The second, be limited because the dynamic range of code book is compared with floating point representation, so model based coding-decoding can bring serious problem when (for example overflow, brachymemma and saturated) outside floating data drops on the scope of code book, this causes the ASR performance degradation the most at last.Utilize this normalization, can control this conversion loss effectively.For example, if the fixed point scope is set to ± 3 σ fiducial intervals, then in coding-decoding, cause saturation problem data number percent will for:
Have been found that this small coding-separate code error/be lost in the ASR performance does not observe.

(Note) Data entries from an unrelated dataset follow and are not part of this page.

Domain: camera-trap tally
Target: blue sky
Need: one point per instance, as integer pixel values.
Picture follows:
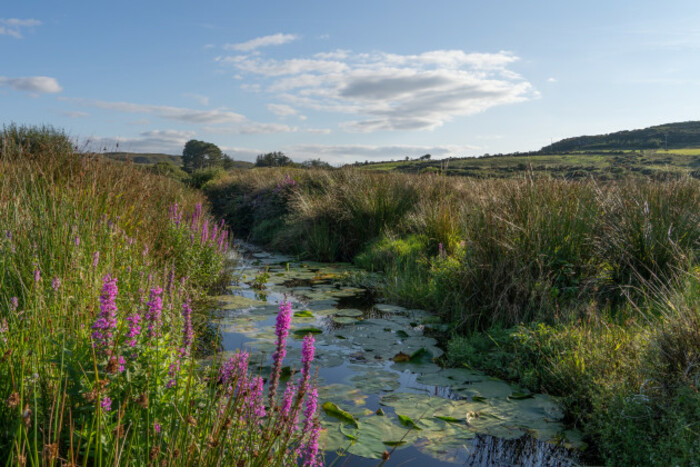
(346, 81)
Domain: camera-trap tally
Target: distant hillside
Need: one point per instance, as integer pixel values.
(670, 135)
(154, 158)
(144, 158)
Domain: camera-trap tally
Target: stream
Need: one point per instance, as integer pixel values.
(376, 361)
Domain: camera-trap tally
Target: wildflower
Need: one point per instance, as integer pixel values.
(187, 332)
(134, 328)
(106, 404)
(106, 323)
(153, 312)
(284, 319)
(311, 449)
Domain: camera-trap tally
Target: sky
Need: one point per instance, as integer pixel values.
(347, 81)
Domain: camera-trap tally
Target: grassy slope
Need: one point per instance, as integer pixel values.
(600, 165)
(535, 276)
(124, 388)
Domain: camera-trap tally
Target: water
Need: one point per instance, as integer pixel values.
(373, 356)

C. based on the different coding-decode precision of discriminating power
After model is standardized, its 150 experience based on the quantization code book size of 1 byte, to the mean value vector of acoustic model and the differentiation or the selective coding of covariance matrix.Be considered to more important with the LDA projection on the big corresponding eigenvector of eigenvalue for classification.Eigenvalue is big more, and the importance of its respective direction with regard to ASR is just high more.Therefore, maximum codeword size is used to indicate class.
Separating the threshold value of " big eigenvalue " and other eigenvalues determines by the cross validation experiment.At first, reserve the part of training data and training pattern.Then, assess the ASR performance based on the data of being reserved.For this processing of different threshold value repetition trainings and assessment ASR performance, till finding the threshold value that the best identified performance is provided.
Because the dimension in the eigen space has different importance characteristics for phonetic classification, therefore under the situation that does not influence the ASR performance, use to have the different Compression Strategies of different accuracy.In addition, because all parameters of acoustic model all are multidimensional vector or matrix, therefore each dimension to each model parameter realizes the scalar coding.This point is especially favourable, because the scalar coding is " can't harm ".Under this situation, it is " can't harm " that the scalar coding is compared with ubiquitous vector quantization (VQ).VQ is the lossy compression method method.Want the lower quantization error then must increase the size of VQ code book.Yet bigger code book causes bigger compact model size and slower decoding processing.In addition, be difficult to come reliably " training " big VQ code book with limited training data.This where the shoe pinches will reduce the accuracy of speech recognition.The size that should be noted that the scalar code book is much smaller.This correspondingly helps to improve decoding speed.Compare with big VQ code book, also can estimate small tenon amount code book more reliably with limited ground training data.Utilize small tenon amount code book also can help to avoid extra accuracy to lose by quantization error causes.Therefore, with regard to the speech recognition with limited training data, scalar quantization surpasses VQ.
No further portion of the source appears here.